1. ¹Molecular Pharmacology Group, Division of Neuroscience and Molecular Pharmacology, Faculty of Biomedical and Life Sciences, University of Glasgow, Glasgow, UK
2. ²Department of Physiology, Nijmegen Centre for Molecular Life Sciences, Radboud University Nijmegen Medical Centre, Nijmegen, The Netherlands
3. ³Water and Salt Research Centre, University of Aarhus, Aarhus, Denmark
4. ⁴Department of Physiology and Biophysics, Keck School of Medicine, University of Southern California, Los Angeles, USA
5. ⁵Department of Pediatrics, Philipps-University of Marburg, Marburg, Germany

Correspondence: Joris H. Robben, 286 Department of Physiology, Nijmegen Centre for Molecular Life Sciences, Radboud University Nijmegen Medical Centre, 6500 HB, Nijmegen, The Netherlands.
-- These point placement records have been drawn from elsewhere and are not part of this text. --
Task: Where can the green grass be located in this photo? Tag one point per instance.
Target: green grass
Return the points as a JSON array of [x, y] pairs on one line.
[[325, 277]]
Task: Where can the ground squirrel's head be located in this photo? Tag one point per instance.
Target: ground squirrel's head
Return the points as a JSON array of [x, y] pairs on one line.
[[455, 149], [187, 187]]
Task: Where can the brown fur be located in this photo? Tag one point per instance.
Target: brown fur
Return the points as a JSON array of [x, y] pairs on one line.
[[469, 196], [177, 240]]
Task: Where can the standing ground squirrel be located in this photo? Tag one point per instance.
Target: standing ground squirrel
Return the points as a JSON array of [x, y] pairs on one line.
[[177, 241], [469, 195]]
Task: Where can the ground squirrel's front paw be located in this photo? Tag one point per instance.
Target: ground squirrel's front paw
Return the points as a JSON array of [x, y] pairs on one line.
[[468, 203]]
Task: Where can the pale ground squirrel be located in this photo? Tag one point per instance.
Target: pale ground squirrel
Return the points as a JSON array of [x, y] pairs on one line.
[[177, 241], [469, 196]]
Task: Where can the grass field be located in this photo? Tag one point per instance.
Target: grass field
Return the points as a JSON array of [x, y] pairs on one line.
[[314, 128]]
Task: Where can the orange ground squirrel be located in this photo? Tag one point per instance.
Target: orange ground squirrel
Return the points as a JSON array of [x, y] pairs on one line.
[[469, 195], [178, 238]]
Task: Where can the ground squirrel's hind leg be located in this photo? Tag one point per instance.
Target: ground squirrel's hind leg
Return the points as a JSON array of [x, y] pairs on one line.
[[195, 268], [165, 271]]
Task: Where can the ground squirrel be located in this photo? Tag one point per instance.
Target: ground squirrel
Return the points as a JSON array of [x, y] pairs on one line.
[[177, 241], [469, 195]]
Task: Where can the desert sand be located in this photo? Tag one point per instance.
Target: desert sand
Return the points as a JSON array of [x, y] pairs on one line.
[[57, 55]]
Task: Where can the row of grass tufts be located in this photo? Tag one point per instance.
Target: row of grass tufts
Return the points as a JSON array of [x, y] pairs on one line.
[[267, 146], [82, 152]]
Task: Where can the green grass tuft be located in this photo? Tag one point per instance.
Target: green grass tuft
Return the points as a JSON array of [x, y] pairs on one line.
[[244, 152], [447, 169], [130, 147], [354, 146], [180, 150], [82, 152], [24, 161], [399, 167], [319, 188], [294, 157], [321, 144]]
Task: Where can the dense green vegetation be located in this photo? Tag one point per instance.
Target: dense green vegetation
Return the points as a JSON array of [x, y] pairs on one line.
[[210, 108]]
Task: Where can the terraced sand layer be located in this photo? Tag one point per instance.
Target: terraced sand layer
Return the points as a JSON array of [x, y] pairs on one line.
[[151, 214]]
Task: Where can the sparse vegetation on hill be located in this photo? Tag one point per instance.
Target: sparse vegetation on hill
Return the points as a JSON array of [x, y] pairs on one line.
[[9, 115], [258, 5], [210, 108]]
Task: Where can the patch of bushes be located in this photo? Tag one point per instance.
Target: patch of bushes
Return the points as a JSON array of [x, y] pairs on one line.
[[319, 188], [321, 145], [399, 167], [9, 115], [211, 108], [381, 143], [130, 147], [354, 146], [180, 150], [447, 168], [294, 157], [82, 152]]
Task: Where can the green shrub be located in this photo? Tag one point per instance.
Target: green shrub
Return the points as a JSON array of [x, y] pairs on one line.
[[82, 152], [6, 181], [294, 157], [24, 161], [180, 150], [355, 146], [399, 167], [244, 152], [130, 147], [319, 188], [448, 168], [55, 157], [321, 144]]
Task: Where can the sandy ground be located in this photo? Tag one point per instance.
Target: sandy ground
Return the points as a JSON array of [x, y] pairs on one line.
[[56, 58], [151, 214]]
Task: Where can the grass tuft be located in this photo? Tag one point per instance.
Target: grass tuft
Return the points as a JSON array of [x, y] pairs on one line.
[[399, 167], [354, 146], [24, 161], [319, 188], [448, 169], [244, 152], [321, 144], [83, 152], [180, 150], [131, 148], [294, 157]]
E-mail: j.robben@ncmls.ru.nl

Received 16 July 2009; Revised 16 July 2009; Accepted 28 July 2009; Published online 23 September 2009.

Abstract

When the succinate receptor (SUCNR1) is activated in the afferent arterioles of the glomerulus it increases renin release and induces hypertension. To study its location in other nephron segments and its role in kidney function, we performed immunohistochemical analysis and found that SUCNR1 is located in the luminal membrane of macula densa cells of the juxtaglomerular apparatus in close proximity to renin-producing granular cells, the cortical thick ascending limb, and cortical and inner medullary collecting duct cells. In order to study its signaling, SUCNR1 was stably expressed in Madin-Darby Canine Kidney (MDCK) cells, where it localized to the apical membrane. Activation of the cells by succinate caused Gq and Gi-mediated intracellular calcium mobilization, transient phosphorylation of extracellular regulated kinase (ERK)1/2 and the release of arachidonic acid along with prostaglandins E2 and I2. Signaling was desensitized without receptor internalization but rapidly resensitized upon succinate removal. Immunohistochemical evidence of phosphorylated ERK1/2 was found in cortical collecting duct cells of wild type but not SUCNR1 knockout streptozotocin-induced diabetic mice, indicating in vivo relevance. Since urinary succinate concentrations in health and disease are in the activation range of the SUCNR1, this receptor can sense succinate in the luminal fluid. Our study suggests that changes in the luminal succinate concentration may regulate several aspects of renal function.